2. The Issuer's Articles of Incorporation limit liability of its Officers and
Directors to the full extent permitted by the California General Corporation
Law. The bylaws provide for indemnification in accordance with the foregoing
statutory provisions.

ITEM 25.  OTHER EXPENSES OF ISSUANCE AND DISTRIBUTION*

The following table sets forth all estimated costs and expenses, other than
underwriting discounts, commissions and expense allowances, payable by the
issuer in connection with the maximum offering for the securities included in
this registration statement:

<TABLE>
<CAPTION>

                                                              Amount
<S>                                                         <C>
SEC Registration fee                                        $   264.00
Blue sky fees and expenses                                  $ 6,000.00
Legal fees and expenses                                     $20,000.00
Printing and shipping expenses                              $ 4,000.00
Accounting fees and expenses                                $ 5,000.00
Transfer and Miscellaneous expenses                         $ 4,000.00
Total                                                       $39,264.00

</TABLE>

* All expenses are estimated except the Commission filing fee.

ITEM 26.  RECENT SALES OF UNREGISTERED SECURITIES.

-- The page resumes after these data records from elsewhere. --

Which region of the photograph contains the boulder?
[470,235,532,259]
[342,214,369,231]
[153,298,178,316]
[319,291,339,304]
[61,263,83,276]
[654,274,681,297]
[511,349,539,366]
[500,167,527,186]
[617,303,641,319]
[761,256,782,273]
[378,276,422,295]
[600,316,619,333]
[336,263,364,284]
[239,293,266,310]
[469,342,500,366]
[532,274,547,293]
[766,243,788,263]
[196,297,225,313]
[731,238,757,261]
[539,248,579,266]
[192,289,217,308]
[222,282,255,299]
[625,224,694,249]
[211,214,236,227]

         The following sets forth information relating to all previous sales of
Common stock by the Registrant which sales were not registered under the
Securities Act of 1933.

         In connection with the organization of our company, our founding
shareholder, Marc St. Cyr, paid an aggregate of $25,000 cash to purchase
10,000,000 shares of common stock of our company on April 13, 2000. This
transactions were not registered under the Securities Act of 1933 (the "Act") in
reliance on the exemption from registration in Section 4(2) of the Act. The
securities were offered and sold without any general solicitation to persons
affiliated with the Issuer as founding shareholders, are subject to the resale
provisions of Rule 144 and may not be sold or transferred without registration
except in accordance with Rule 144.
Certificates representing the securities bear such a legend.


ITEM 27. EXHIBITS INDEX.

Number           Exhibit Name
------           ------------
1.1              Subscription Agreement*
3.1              Articles of Incorporation*
3.2              By-Laws*
5.0              Opinion Regarding Legality*
23.1             Consent of Siegel, Smith & Garber*
23.5             Consent of Kennan E. Kaeder*
27               Financial Data Schedule

All other Exhibits called for by Rule 601 of Regulation S-B are not applicable
to this filing. Information pertaining to our common stock is contained in our
Articles of Incorporation and By-Laws.

*    Previously filed.

                                       47
<PAGE>


ITEM 28. UNDERTAKINGS.

The undersigned registrant undertakes:

(1) To file, during any period in which offer or sales are being made, a
post-effective amendment to this registration statement:

I. To include any prospectus required by section 10(a)(3) of the Securities Act
of 1933;

II. To reflect in the prospectus any facts or events arising after the effective
date of the Registration Statement (or the most recent post effective amendment)
which, individually or in the aggregate, represent a fundamental change in the
information in the registration statement;

III. To include any material information with respect to the plan of
distribution not previously disclosed in the registration statement or any
material change to the information in the Registration Statement.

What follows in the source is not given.